From a security angle, this makes me nervous
I'm willing to try working with the cloud for things like data processing and the like. Further, I'd -love- to stop with the whole "printer driver" bullshit (we've had printers for -how- long and there's no standard interface?).
However, there are some issues at hand here that I think need to be addressed.
A 'cloud aware' printer is one which, presumably, has enough smarts in it to negotiate its place on the network and to transmit and receive instructions from some outside location.

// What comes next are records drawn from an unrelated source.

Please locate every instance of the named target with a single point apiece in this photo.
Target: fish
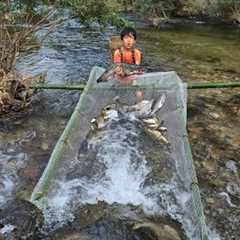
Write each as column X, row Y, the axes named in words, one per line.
column 156, row 134
column 124, row 70
column 157, row 104
column 150, row 121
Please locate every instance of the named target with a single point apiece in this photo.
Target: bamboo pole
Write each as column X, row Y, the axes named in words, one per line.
column 80, row 87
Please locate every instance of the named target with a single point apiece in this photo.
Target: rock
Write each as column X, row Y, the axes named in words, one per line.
column 156, row 231
column 44, row 146
column 21, row 220
column 71, row 236
column 233, row 189
column 231, row 165
column 213, row 115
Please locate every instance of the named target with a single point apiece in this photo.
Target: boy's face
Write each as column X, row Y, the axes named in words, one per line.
column 128, row 41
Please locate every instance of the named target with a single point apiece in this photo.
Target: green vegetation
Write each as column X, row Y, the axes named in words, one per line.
column 109, row 11
column 228, row 10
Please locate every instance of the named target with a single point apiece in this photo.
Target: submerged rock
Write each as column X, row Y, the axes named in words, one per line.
column 20, row 219
column 150, row 230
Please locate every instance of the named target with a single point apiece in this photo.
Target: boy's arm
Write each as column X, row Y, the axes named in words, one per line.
column 117, row 57
column 138, row 56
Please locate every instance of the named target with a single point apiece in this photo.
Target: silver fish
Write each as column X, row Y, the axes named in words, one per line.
column 123, row 70
column 157, row 105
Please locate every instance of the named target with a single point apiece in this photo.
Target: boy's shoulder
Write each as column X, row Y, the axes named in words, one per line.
column 119, row 50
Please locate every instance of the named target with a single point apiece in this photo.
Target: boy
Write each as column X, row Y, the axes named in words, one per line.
column 128, row 53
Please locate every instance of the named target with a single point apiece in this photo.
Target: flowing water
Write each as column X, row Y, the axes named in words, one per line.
column 197, row 53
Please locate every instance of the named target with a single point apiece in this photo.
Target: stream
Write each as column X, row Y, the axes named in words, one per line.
column 198, row 52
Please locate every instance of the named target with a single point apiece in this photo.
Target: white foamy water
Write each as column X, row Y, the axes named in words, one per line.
column 119, row 177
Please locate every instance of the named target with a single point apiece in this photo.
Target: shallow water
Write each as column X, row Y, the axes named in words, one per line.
column 197, row 53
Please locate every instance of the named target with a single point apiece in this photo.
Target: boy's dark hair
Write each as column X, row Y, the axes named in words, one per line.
column 128, row 30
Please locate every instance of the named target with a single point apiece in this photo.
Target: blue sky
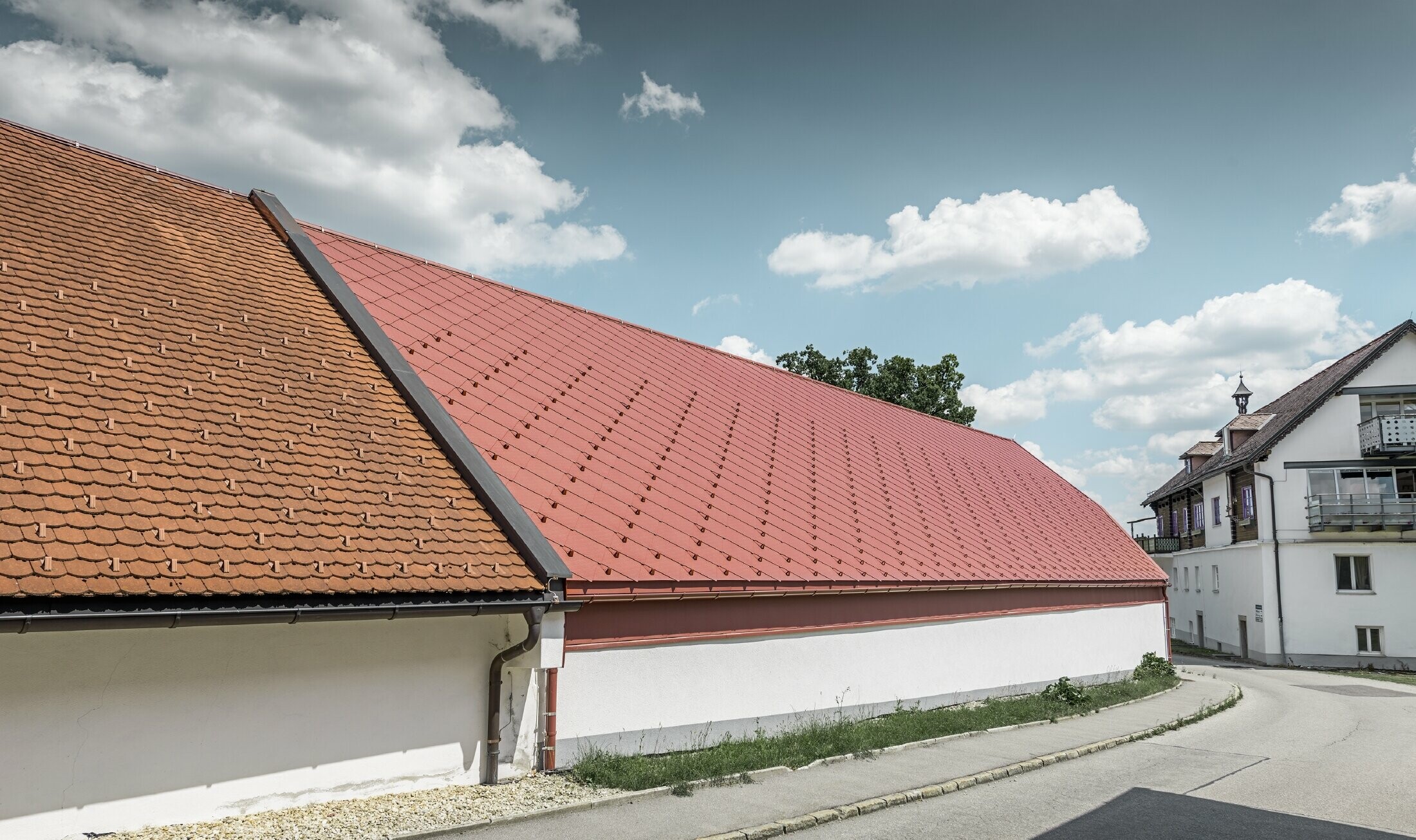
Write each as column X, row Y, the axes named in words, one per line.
column 493, row 136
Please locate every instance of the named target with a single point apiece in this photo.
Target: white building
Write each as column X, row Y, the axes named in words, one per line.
column 1292, row 536
column 216, row 498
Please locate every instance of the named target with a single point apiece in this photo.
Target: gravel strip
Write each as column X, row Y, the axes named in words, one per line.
column 376, row 817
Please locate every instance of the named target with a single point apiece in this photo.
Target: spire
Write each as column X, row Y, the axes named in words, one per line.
column 1241, row 396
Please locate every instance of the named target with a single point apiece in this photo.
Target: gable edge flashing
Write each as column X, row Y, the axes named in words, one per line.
column 513, row 519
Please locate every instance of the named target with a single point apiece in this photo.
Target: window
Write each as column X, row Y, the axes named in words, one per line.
column 1386, row 406
column 1354, row 573
column 1370, row 640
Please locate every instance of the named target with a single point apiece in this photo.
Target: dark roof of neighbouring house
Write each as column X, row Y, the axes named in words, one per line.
column 1286, row 411
column 1206, row 448
column 655, row 463
column 185, row 413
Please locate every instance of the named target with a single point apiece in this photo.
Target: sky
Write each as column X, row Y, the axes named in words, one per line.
column 1106, row 210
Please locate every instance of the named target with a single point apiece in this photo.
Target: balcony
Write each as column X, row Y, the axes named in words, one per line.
column 1393, row 434
column 1363, row 512
column 1159, row 545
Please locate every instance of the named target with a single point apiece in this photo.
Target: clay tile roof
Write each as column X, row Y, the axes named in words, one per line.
column 1249, row 421
column 183, row 413
column 1204, row 448
column 655, row 463
column 1280, row 417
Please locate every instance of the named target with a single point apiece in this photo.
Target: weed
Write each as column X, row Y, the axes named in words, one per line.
column 827, row 736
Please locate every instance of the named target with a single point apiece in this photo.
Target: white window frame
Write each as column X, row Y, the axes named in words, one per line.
column 1364, row 637
column 1337, row 564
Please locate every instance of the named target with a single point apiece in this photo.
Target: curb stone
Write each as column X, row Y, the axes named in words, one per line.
column 832, row 760
column 584, row 805
column 843, row 812
column 666, row 789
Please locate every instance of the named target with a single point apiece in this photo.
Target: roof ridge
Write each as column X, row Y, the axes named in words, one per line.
column 1357, row 362
column 642, row 328
column 118, row 158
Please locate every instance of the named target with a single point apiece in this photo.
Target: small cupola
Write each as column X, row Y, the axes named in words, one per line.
column 1242, row 396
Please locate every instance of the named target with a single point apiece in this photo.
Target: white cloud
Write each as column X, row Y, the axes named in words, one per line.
column 656, row 98
column 357, row 119
column 714, row 301
column 1370, row 212
column 1173, row 443
column 1170, row 376
column 1075, row 476
column 740, row 346
column 994, row 238
column 550, row 27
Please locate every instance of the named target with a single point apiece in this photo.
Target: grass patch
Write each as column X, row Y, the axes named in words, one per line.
column 1384, row 676
column 1178, row 648
column 840, row 736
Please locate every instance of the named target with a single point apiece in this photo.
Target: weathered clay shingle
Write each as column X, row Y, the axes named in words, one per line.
column 182, row 411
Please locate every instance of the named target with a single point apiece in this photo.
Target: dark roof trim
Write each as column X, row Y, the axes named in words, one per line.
column 500, row 503
column 1381, row 390
column 1370, row 463
column 1261, row 453
column 102, row 613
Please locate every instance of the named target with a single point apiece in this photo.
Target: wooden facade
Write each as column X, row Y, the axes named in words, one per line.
column 1244, row 507
column 1184, row 514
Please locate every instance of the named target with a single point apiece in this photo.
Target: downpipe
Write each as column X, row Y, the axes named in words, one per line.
column 1278, row 568
column 534, row 615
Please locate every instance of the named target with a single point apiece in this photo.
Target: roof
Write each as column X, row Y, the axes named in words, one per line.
column 1249, row 422
column 655, row 465
column 185, row 413
column 1280, row 417
column 1204, row 448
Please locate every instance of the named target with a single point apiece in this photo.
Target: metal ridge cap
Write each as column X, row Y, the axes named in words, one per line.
column 709, row 594
column 206, row 615
column 466, row 460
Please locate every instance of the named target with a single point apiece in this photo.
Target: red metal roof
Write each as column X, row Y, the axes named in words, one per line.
column 655, row 463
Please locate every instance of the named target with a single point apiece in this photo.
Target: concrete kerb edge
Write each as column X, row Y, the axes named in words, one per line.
column 846, row 812
column 585, row 805
column 832, row 760
column 656, row 792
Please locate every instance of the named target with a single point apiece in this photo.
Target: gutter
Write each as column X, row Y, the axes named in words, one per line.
column 1278, row 568
column 263, row 613
column 527, row 539
column 489, row 771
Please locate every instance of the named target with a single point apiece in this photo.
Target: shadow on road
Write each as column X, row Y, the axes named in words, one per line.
column 1163, row 816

So already it has the base kit required to set up a nice little bug on an internal network.
This already exists today: there are printers, usually the big jobs in corporate offices, that have been (at least theoretically; I've never actually run across one in the wild--yet) compromised into, for instance, echoing the contents of print jobs to some other location. Sniffing packets requires only a little more sophistication.
If you're willing to go so far as to alter the hardware (like that recent story where the 'hack' was detected due to dual power cables [which was about the stupidest implementation of that idea I've seen yet {honestly, it's not like printers are that tough a form factor to cram an extra board into}] which revealed the surreptitious hardware addition of a small computer) then there's a lot more you can do with a printer.
That the printer is controlled by some agency outside your network only serves to further disguise any traces of suspicious traffic.
I'm not going to bother with the comment in the article about 'punching through the firewall'--it's too ambiguous to say if that's intended to echo a security concern or indicate a vpn setup--but I think Google has a lot of work to do to ensure that the proper documents get sent to the proper printers.
I've noticed, while working in IT, that the further the disconnect between the action taken by the user and the result, the harder it is for the bog-standard user to figure out what's going on. Most users can manage a CD tray OK enough; they hit the button, and the tray pops out. Immediate result.
However, there is already a problem with the existing disconnect between the action between hitting the "print" button and receiving a printout. How often, those of you who (like me) work in IT, have you witnessed a user filling up a print queue with dozens of print requests to a printer that, say, requires a toner change?
Introducing a further disconnect (and I predict approximately ten minutes' use before the first "it must have got lost in the cloud" comment shows up from a clueless user) will only serve to make matters worse.